Humans' ALMANAC: A Human Collaboration Dataset of Action-Level Mental Model Annotations for Agent Collaboration
Researchers introduce ALMANAC, a dataset of 2,987 annotated human collaboration actions designed to teach AI agents how to maintain mental models during teamwork. The dataset, built from the Map Task routing exercise, includes theory-informed annotations tracking participants' reasoning, partner intent perception, and shared goals—addressing a critical gap in training collaborative AI systems beyond task completion.
The emergence of large language model agents capable of multi-step reasoning and planning has positioned them as potential human collaborators, yet a fundamental capability remains underdeveloped: maintaining accurate mental models during interaction. ALMANAC addresses this gap by providing the first large-scale dataset with action-level annotations that capture not just what collaborators do, but why they do it and what they believe their partners intend. This work recognizes that effective collaboration requires continuous alignment on three dimensions: self-reasoning, perceived partner intentions, and shared objectives.
The dataset builds on decades of social science research using the Map Task, a classic dyadic routing exercise that naturally generates rich collaborative interactions. By formalizing mental model annotations at the action level, the researchers create a bridge between classical collaboration research and modern AI training methodologies. This approach contrasts sharply with current LLM optimization, which prioritizes task completion metrics over process-level competencies.

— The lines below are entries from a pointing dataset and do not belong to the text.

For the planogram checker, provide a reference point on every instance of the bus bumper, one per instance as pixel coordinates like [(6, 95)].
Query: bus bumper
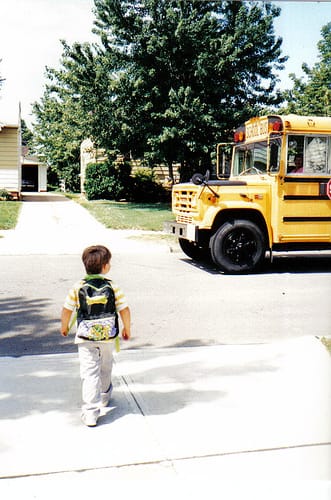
[(185, 231)]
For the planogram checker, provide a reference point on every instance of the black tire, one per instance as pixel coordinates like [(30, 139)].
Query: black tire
[(193, 250), (238, 247)]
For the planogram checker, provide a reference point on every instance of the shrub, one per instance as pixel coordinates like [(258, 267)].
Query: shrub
[(5, 195), (109, 180), (145, 188)]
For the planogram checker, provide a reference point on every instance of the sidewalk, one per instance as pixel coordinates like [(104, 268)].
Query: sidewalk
[(238, 414), (52, 224)]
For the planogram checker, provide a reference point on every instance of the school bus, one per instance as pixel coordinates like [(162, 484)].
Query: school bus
[(271, 192)]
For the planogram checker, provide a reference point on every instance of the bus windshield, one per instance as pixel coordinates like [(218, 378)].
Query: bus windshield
[(250, 159)]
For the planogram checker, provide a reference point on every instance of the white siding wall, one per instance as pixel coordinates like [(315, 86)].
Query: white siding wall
[(42, 181), (9, 178)]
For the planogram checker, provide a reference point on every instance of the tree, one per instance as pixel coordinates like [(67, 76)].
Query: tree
[(168, 80), (311, 95), (27, 135), (192, 71), (59, 130)]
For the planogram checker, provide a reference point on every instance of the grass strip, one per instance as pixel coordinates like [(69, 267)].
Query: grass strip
[(9, 212)]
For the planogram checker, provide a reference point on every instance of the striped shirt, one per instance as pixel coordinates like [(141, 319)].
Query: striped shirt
[(72, 301)]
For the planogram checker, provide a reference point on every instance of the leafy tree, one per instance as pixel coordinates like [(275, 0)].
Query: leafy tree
[(27, 135), (311, 95), (168, 80), (191, 71), (59, 131)]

The benchmarking results across six LLMs reveal significant room for improvement in simulating human collaborative behavior and inferring underlying mental models. This work has immediate implications for developers building AI systems in customer service, healthcare coordination, and scientific research—domains where collaboration quality directly impacts outcomes. The dataset provides a foundation for training agents that understand not just task requirements but the collaborative context in which they operate.
Future work will likely expand ALMANAC with additional task domains and explore how mental model accuracy correlates with collaboration success metrics beyond task completion.
- →ALMANAC provides the first large-scale dataset with action-level mental model annotations for training collaborative AI agents.
- →Current LLM agents fail to develop collaborative competencies because they optimize for task completion rather than process-level alignment.
- →The dataset tracks three collaboration dimensions: self-reasoning, perceived partner intent, and shared goal understanding.
- →Benchmark results show significant gaps in LLMs' ability to simulate human collaboration behavior and infer mental models.
- →This work enables development of AI systems for collaboration-dependent domains like healthcare, customer service, and scientific research.